The Promise of Statically Typed Functional Programming: Broader Context and Language Comparison

Konstantin Läufer (co-presenter)
George K. Thiruvathukal (co-presenter)
Joe Kaylor
Emerging Technologies Lab
Loyola University Chicago

Tuesday, 24 April 2012

Applied Mathematics Colloquium
Loyola University Chicago

Friday, 20 April 2012

Workshop on Functional Programming in Quantitative Finance
The Stevanovich Center for Financial Mathematics
The University of Chicago

Overview

Languages and paradigms

Computational models

Type systems

Specific functional languages

Conclusion

Early History of Programming Languages

1940s: machine languages -> binary code
1950s: assembly languages -> mnemonics and symbols
late 1950s: 3GLs -> abstraction and portability
- FORTRAN
- ALGOL
- COBOL
- LISP

Some Paradigm-Defining Programming Languages

1957: FORTRAN -> imperative/scientific programming (Backus)
1958: ALGOL -> imperative style with support for recursive functions (Backus et al)
1964: APL -> array programming (Iverson)
1967: Simula -> Algol-style object-oriented programming (Dahl and Nygaard)
1972: C -> imperative style/system programming (Kernigan and Ritchie)
1972: Prolog -> logic programming (Colmerauer)
1972: Smalltalk -> dynamic OO programming (Kay et al)
1973: Actors -> concurrency/task parallelism (Hewitt, Agha, Hoare et al)
1978: ML -> statically typed functional programming (Milner et al)
1983: C++ -> C-style OO programming (Stroustrup)

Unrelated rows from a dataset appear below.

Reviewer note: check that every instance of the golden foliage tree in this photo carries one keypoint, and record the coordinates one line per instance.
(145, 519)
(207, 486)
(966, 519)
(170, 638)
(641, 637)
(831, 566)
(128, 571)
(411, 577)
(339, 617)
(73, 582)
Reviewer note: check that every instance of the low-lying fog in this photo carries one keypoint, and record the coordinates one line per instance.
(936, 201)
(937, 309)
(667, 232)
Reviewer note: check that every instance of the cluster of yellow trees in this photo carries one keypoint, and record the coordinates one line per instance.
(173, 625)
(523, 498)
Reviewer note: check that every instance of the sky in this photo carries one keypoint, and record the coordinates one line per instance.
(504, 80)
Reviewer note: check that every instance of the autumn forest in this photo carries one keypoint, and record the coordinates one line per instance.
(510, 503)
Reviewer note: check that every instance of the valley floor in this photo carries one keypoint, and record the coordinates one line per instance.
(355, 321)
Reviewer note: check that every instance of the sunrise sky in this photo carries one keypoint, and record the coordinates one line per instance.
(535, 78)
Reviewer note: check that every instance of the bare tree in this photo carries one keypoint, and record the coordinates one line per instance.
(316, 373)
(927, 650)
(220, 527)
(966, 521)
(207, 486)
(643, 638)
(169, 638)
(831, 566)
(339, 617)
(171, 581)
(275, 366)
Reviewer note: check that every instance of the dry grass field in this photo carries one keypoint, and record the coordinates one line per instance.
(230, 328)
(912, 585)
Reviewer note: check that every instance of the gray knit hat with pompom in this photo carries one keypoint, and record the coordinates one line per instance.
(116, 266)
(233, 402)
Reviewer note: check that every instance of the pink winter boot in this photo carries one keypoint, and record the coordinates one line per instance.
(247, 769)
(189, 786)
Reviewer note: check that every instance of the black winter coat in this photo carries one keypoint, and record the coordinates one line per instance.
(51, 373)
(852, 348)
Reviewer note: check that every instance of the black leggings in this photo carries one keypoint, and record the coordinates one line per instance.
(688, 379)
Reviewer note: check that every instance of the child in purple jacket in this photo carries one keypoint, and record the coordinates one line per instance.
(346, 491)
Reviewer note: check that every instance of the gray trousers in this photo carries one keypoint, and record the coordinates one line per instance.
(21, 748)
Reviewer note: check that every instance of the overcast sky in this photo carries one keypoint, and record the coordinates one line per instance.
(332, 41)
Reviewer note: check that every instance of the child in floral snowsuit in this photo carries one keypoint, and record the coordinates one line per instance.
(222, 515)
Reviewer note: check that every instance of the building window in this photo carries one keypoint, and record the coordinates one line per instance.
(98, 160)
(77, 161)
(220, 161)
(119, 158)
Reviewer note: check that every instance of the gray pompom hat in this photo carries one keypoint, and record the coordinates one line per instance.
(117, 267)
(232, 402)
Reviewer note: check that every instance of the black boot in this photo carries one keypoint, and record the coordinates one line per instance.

How to choose from this Tower of Babel?

Dominant Programming Paradigms

imperative: explicit mutable state
functional: (closed or recursive) functions over (usually) immutable values
object-oriented: (public) behavior with (private) state
actors: run to completion, concurrent behavior with local/transient state
logic: queries over facts and rules

So why are things so imperative?

Computer architecture (even now with multicore) tends to emphasize stored-program computing with global shared memory.
The first theoretical models of computing, largely attributable to Turing and von Neumann, form the basis for this view.

Each deserves a look.

Turing Machine, 1936

Alan Turing’s “abstract machine” that predates modern programmable computers.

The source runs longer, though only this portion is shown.